The Commission voted 3-2 to authorize the complaint. Those who dissented—Commissioners Rebecca Slaughter and Rohit Chopra—contend the FTC should have obtained more in the settlement, in terms of both injunctive provisions and monetary relief.

As to injunctive relief, Commissioner Slaughter would like to have seen the order include a technological backstop to identify undesignated child-directed content and turn off behavioral advertising. “Here is the heart of my objection: The order does not require YouTube to police the channels that deceive by mis-designating their content, such as by requiring YouTube to put in place a technological backstop to identify undesignated child-directed content and turn off behavioral advertising,” Slaughter stated. “True, a technological backstop is not explicitly mandated by COPPA’s text, but such a requirement would, I believe, be appropriate and necessary fencing-in relief.”

“The order’s requirement that channel owners designate content as child-directed is also not required by COPPA, yet it is a good start to fencing-in relief, to which YouTube has consented, to redress YouTube’s own COPPA violations and reduce its facilitation of others’ violations,” Slaughter added. 

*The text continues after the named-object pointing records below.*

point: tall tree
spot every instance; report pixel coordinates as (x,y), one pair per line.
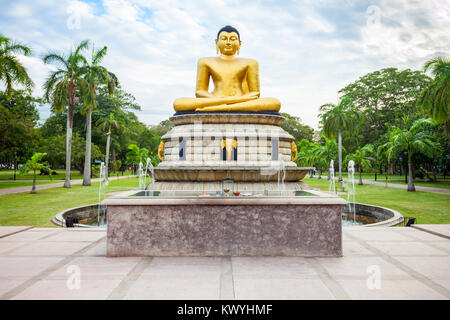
(294,126)
(61,87)
(136,154)
(416,139)
(382,97)
(326,152)
(34,164)
(435,98)
(109,124)
(338,118)
(11,70)
(362,158)
(18,120)
(94,75)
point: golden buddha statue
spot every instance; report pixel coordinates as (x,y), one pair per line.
(236,81)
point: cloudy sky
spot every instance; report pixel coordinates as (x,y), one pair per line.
(307,50)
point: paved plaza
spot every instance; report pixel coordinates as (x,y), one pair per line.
(378,263)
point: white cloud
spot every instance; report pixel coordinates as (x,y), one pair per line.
(307,51)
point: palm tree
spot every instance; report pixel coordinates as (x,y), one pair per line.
(35,165)
(60,89)
(413,140)
(326,153)
(11,70)
(435,99)
(94,74)
(362,159)
(136,154)
(109,124)
(338,118)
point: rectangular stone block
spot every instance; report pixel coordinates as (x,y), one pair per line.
(196,229)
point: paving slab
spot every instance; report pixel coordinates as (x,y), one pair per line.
(406,248)
(278,288)
(389,289)
(438,229)
(409,264)
(9,230)
(89,289)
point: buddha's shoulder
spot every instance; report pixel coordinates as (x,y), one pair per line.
(212,60)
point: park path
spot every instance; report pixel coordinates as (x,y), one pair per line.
(400,186)
(51,185)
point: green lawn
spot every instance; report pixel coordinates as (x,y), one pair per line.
(61,174)
(37,209)
(18,183)
(428,208)
(438,184)
(399,179)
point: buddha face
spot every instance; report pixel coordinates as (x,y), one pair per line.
(228,43)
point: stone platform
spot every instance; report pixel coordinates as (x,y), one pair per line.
(224,226)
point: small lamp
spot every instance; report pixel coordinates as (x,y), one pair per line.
(227,186)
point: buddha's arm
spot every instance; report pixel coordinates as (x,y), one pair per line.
(203,76)
(253,78)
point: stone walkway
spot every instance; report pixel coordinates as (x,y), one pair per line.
(51,185)
(378,263)
(397,186)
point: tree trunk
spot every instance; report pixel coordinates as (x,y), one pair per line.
(87,157)
(447,129)
(33,188)
(108,140)
(68,149)
(410,177)
(340,153)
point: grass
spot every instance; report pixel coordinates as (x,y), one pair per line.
(8,175)
(428,208)
(37,209)
(438,184)
(15,184)
(399,179)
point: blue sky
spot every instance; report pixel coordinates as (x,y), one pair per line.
(307,50)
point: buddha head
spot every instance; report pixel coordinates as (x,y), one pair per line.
(228,41)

In his dissent, Commissioner Chopra cited similar concerns. “I agree with Commissioner Slaughter’s assessment of the injunctive provisions of the settlement,” he wrote. “They are insufficient, and I would add that Google and YouTube made a business decision to allow behavioral advertising without human review.”

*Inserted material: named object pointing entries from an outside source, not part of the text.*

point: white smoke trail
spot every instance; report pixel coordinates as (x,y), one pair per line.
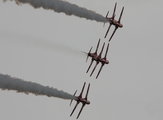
(65,7)
(10,83)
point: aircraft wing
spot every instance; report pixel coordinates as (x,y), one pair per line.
(80,110)
(74,108)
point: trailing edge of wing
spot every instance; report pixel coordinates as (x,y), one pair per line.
(87,91)
(80,110)
(121,15)
(72,99)
(82,90)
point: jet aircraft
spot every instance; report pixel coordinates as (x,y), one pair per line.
(93,55)
(114,22)
(79,99)
(103,61)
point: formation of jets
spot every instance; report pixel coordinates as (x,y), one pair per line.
(97,57)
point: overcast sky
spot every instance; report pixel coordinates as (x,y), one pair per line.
(45,47)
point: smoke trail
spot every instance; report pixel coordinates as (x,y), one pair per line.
(65,7)
(10,83)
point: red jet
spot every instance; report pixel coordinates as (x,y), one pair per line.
(103,61)
(93,55)
(114,22)
(79,99)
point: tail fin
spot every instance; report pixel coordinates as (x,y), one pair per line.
(72,99)
(88,54)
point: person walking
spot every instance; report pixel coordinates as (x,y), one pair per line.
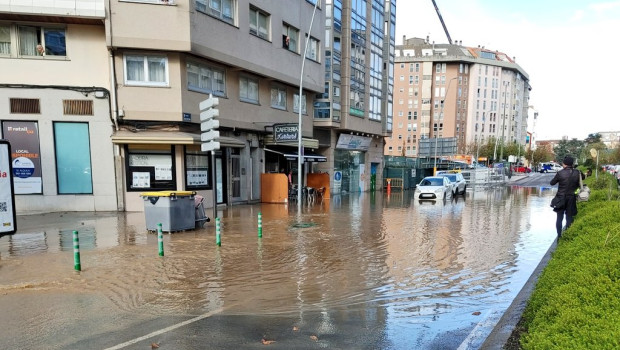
(568,182)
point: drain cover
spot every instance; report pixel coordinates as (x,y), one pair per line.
(303,224)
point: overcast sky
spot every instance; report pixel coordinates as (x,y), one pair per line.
(569,48)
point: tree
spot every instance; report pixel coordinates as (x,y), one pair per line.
(572,147)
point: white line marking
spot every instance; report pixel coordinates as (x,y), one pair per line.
(164,330)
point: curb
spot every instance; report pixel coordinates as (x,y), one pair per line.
(508,322)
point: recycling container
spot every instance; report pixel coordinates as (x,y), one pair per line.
(174,210)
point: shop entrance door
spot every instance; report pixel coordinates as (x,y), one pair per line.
(235,173)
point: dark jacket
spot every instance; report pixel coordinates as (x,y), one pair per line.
(568,181)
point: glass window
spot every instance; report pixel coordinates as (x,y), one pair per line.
(222,9)
(296,103)
(290,37)
(313,49)
(73,168)
(197,173)
(150,167)
(248,89)
(41,41)
(5,40)
(278,97)
(202,78)
(259,23)
(146,70)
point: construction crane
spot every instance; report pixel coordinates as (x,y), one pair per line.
(445,29)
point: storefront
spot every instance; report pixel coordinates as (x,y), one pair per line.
(173,161)
(357,160)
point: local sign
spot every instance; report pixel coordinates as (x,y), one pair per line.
(285,132)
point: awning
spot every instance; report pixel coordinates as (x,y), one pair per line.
(305,142)
(292,155)
(169,137)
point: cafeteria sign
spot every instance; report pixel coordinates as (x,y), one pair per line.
(285,132)
(7,197)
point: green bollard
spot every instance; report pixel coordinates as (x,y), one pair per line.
(218,238)
(76,252)
(160,240)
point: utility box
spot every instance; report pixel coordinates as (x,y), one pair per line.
(174,210)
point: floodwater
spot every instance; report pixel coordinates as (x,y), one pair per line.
(366,271)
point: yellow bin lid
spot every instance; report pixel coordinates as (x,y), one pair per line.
(168,194)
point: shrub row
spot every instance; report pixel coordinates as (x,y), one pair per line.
(576,302)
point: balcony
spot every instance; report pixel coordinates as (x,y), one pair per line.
(63,8)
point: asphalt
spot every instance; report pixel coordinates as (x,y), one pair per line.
(500,334)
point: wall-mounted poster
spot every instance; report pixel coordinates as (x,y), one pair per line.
(7,199)
(25,155)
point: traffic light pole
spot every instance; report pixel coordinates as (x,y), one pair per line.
(214,185)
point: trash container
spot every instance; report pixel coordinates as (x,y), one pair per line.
(174,210)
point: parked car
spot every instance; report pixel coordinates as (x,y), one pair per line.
(433,187)
(459,185)
(549,167)
(522,169)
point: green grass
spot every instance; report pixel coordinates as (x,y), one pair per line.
(576,302)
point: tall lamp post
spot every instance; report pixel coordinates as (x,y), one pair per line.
(501,150)
(437,124)
(300,149)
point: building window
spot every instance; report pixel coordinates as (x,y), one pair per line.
(278,97)
(313,49)
(72,148)
(206,79)
(5,40)
(259,23)
(150,167)
(197,174)
(221,9)
(290,37)
(148,70)
(38,41)
(296,103)
(248,89)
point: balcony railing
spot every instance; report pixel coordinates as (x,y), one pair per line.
(77,8)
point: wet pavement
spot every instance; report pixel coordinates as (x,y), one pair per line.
(365,271)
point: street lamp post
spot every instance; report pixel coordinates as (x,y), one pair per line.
(437,124)
(501,151)
(300,150)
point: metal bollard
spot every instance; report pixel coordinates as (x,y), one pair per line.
(76,252)
(160,240)
(218,238)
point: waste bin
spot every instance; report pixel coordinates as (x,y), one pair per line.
(174,210)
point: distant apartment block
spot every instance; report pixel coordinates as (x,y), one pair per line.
(451,91)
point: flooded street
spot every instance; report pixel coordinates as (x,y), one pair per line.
(363,271)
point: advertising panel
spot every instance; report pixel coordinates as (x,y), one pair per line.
(25,156)
(7,198)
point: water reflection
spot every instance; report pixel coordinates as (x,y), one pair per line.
(392,269)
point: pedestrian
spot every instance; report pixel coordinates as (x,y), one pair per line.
(568,182)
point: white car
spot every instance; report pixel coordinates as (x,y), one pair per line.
(459,185)
(433,188)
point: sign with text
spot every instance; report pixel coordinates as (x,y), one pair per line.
(25,156)
(353,142)
(7,197)
(285,132)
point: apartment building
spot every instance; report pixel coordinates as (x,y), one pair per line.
(246,53)
(453,91)
(55,105)
(354,111)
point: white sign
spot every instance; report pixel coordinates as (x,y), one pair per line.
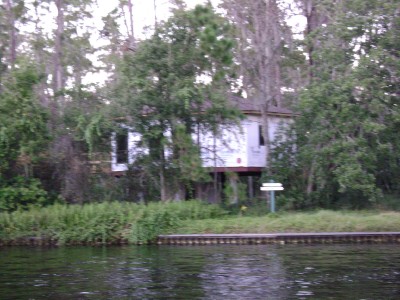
(272,188)
(272,184)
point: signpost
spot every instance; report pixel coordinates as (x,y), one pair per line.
(272,187)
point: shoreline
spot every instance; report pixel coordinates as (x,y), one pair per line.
(310,238)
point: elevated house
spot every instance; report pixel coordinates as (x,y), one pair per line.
(238,153)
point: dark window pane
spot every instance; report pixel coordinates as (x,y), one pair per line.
(122,147)
(260,136)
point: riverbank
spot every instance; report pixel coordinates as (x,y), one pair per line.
(128,223)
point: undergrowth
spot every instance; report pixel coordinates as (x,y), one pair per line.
(102,223)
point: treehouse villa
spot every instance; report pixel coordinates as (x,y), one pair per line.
(238,154)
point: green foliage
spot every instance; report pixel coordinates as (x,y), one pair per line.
(23,122)
(161,96)
(342,151)
(22,193)
(314,221)
(102,223)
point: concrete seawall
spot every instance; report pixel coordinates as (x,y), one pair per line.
(282,238)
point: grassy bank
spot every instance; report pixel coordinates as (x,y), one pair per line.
(301,222)
(101,223)
(116,222)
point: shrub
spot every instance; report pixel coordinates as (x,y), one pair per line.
(21,194)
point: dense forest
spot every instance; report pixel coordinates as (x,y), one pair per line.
(339,72)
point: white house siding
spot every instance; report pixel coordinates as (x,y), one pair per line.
(133,139)
(236,146)
(226,150)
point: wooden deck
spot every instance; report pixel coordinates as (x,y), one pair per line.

“The settlement’s provisions requiring a function for content creators to disclose whether the content is child-directed may have the perverse effect of allowing Google to pin the blame on content creators, even when they already know when YouTube videos are clearly for children,” Chopra added. “Absent an enforceable commitment from Google that it will fundamentally change its business practices to ensure that child-directed content is not subject to impermissible data harvesting, children will still be at risk.”

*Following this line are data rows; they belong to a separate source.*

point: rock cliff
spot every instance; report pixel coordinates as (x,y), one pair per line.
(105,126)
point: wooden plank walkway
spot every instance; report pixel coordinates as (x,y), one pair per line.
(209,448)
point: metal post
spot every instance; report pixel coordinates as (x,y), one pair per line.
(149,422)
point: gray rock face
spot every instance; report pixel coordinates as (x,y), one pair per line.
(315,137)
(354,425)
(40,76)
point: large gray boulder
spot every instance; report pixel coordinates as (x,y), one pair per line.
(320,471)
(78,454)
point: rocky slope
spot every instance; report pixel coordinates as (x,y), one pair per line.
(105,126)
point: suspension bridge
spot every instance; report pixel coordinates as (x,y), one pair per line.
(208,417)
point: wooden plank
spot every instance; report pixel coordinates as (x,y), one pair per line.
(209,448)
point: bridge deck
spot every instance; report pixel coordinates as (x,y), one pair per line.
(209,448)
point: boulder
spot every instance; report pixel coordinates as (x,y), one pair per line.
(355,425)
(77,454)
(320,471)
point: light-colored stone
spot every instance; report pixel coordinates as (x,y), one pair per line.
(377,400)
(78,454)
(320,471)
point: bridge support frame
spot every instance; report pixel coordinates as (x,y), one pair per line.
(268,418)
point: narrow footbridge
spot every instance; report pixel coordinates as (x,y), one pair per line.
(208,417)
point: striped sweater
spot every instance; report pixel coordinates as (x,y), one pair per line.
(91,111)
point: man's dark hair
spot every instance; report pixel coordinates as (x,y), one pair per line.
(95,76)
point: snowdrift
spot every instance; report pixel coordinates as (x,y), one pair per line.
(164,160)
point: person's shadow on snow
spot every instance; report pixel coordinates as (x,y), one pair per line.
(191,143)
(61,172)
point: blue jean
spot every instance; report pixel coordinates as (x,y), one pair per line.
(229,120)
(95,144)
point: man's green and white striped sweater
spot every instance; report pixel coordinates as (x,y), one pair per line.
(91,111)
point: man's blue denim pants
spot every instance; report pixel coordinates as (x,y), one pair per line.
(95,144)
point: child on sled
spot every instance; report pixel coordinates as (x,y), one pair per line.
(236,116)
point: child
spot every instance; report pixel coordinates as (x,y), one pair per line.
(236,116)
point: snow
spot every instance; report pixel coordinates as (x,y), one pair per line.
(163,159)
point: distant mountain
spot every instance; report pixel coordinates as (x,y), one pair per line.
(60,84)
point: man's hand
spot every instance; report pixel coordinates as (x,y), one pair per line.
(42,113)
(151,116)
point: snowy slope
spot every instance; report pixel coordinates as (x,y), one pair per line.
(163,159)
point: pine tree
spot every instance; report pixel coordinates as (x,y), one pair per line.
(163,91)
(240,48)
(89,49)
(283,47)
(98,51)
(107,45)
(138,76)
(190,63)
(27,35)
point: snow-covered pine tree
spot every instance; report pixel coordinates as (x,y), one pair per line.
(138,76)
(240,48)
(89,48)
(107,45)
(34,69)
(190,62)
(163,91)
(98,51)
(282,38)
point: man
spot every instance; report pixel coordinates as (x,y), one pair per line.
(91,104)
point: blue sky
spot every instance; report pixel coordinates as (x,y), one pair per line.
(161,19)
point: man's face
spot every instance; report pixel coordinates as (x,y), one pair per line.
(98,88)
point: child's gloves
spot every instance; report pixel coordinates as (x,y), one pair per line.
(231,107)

Chopra was also critical of what he saw as a monetary fine that was just a fraction of the revenue YouTube pulls in. 

“In my view the Commission often makes a low opening bid for monetary relief,” he said. ”Then, Commissioners point to litigation risk, lack of clear authority, and resource constraints to rationalize an outcome that allows a defendant to profit from the wrongdoing. Financial penalties need to be meaningful or they will not deter misconduct.”

In their joint statement, however, Simons and Wilson argued Commissioner Chopra’s dissent does not account for the “significant costs” the injunctive relief will impose on Google. “The company will be required to create a system for self-designation of child-directed content and train employees about that system and about COPPA’s requirements overall. None of the other platforms—Twitter, Facebook (including Instagram), Snapchat, Apple, Amazon, Netflix, or others—are required to implement such a system. No other advertising network is required to ask child-directed content providers to affirmatively assert whether they are child-directed,” they wrote.

Other COPPA efforts

The settlement is only one of several actions the Commission recently has taken to protect children online. In July 2019, the Commission announced it is seeking comment on the COPPA Rule and will be holding a public workshop on Oct. 7.

The FTC said it has initiated this workshop to seek comment on whether the Rule correctly articulates factors to consider in determining whether a Website or online service is directed to children; whether the Rule should be amended to better address Websites and online services that may not include traditionally child-oriented activities but have a large number of child users; and whether the Rule should be modified to encourage general audience platforms to identify and police child-directed content uploaded by third parties.